Risking the venom of Trump true believers, who are ready and willing to sucker-punch — again, both figuratively and literally — anyone who refuses to see the light, I must say the candidate who now stands on the threshold of GOP victory and the failed TV host/businessman of dubious shady practices who first entered the race are worlds apart.
Quite frankly, Trump was the punchline to a number of jokes when he declared what most assumed would become his quadrennial candidacy, but he has managed to ride his brash, say-whatever-comes-to-mind strategy to once unfathomable heights. He’s insulted women, minorities and old-line Republicans alike; engaged in an open debate about the substantiveness of his … ahem … manhood, and he’s used his absurd promise to build a wall to keep Mexicans out of the country as the primary basis for his platform.
Trump has admitted to using the screwed-up American bankruptcy system to beat businesses and individuals out of billions of dollars in building his own empire, and he’s rankled with his comments pretty much every foreign leader — both friend and foe — paying attention.
In the past, Trump’s political mistakes would have buried his candidacy. Now, though, every new absurdity seems to win him more fans.
(An interesting side note: The media, which have made every tidbit of Trump’s campaign a breaking-news story, can’t wait to tell their audiences about each new Trumpism that arises. But most are reporting only the sensationalistic verbal outrages. What they aren’t reporting is Trump’s campaign platform — and he doesn’t help in that regard because he’s so intent on the platitudes that his audience loves. But a little digging actually turns up some ideas that are very sound, dare I say, very presidential. Trump’s no fool. He knows his chance of winning centers on building what Living Colour called his “cult of personality.” More emphasis on his policies, though, would win him approval away from his base.)
And then there’s Bernie. Let’s be honest here. When the campaign kicked into high gear, Hillary Clinton was the anointed Democratic candidate with no viable challenger on the horizon. Sanders’ entry into the race was brushed off as another ho-hum Quixotic exercise in self-delusion.

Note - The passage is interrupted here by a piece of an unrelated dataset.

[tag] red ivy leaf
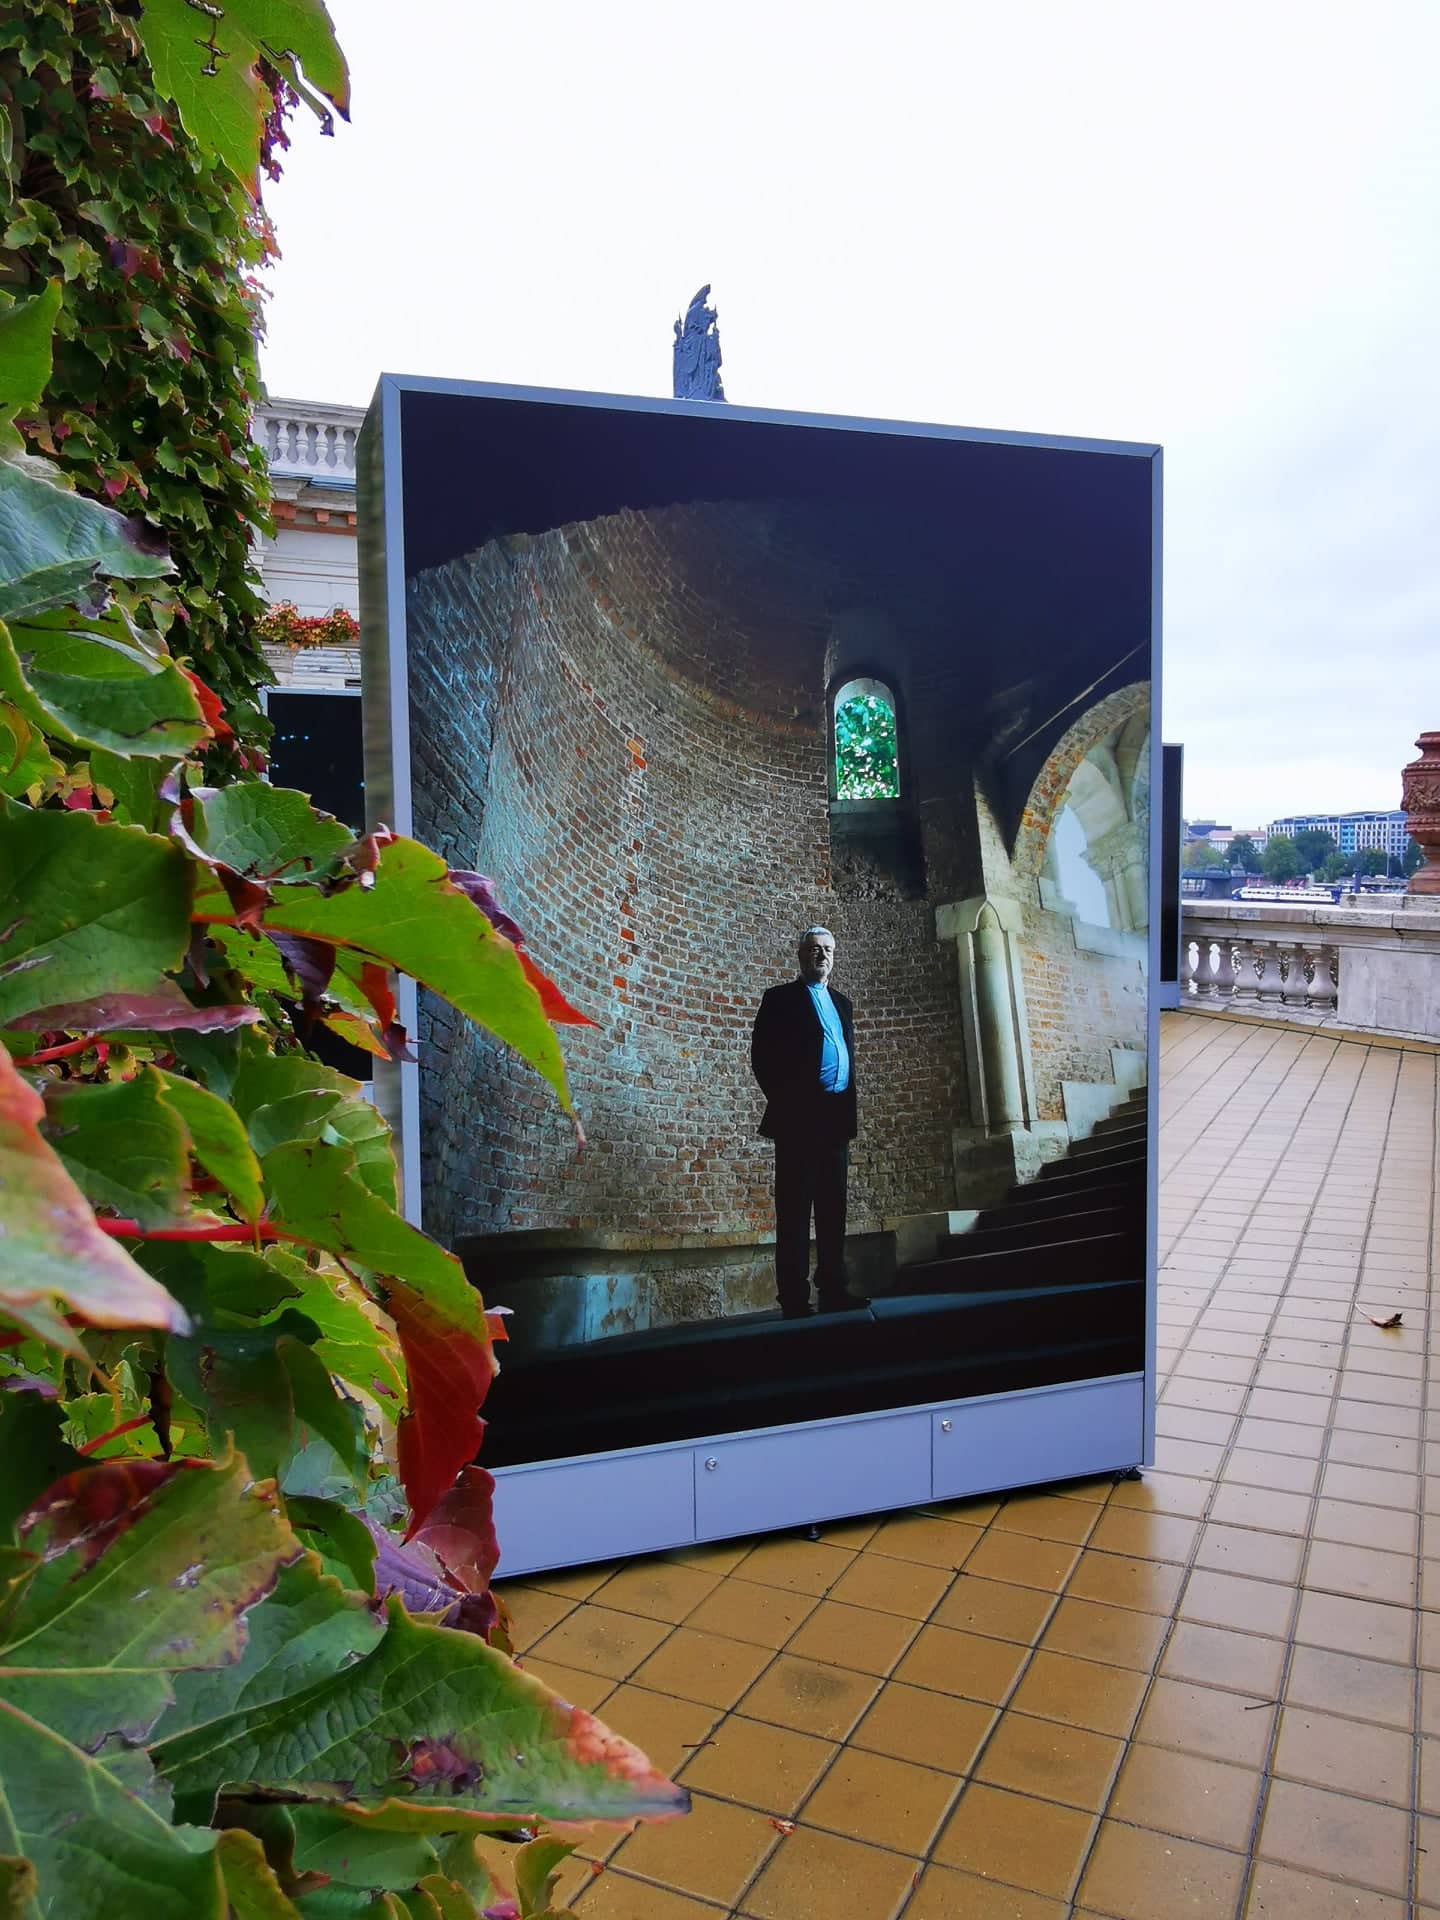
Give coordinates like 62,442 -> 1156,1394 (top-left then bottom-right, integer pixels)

But a funny thing happened on Clinton’s way to the nomination. Even after describing himself as a “socialist” (and changing that to “democratic socialist” in midstream was obviously some PR nerd’s idea), which once would have been a campaign death sentence, Sanders caught fire. Young people — ironically, it would seem, given his curmudgeonly personality — fell in love with Sanders, and Clinton quickly learned that she had work to do before stamping her name on the Democratic ticket.
Under financed and without the political connections of a Clinton, the junior Vermont senator started attracting larger and larger crowds. Then he started winning primaries and climbing from an almost 60 percent deficit in opinion polls. And Clinton’s strategy to save her campaign capital for the run against the Republican nominee was tossed. She’s had to use a large portion of her war chest just to withstand the challenge of the man initially considered an afterthought.
And don’t think that Trump’s not overcome with glee with each dollar Clinton’s having to spend to hold off Bernie, who also did the GOP nominee the favor of exposing Clinton’s weaknesses.
The Bernie and Trump show has been an interesting sidebar on the 2016 path to the White House, and Sanders is bound to soon fade into obscurity, only a footnote to the bigger picture. But for a while, he was a viable part of the “Big Two” who became the surprises of the political season. And while Bernie searches for his inevitable stepping-off point, the Trump train rolls on.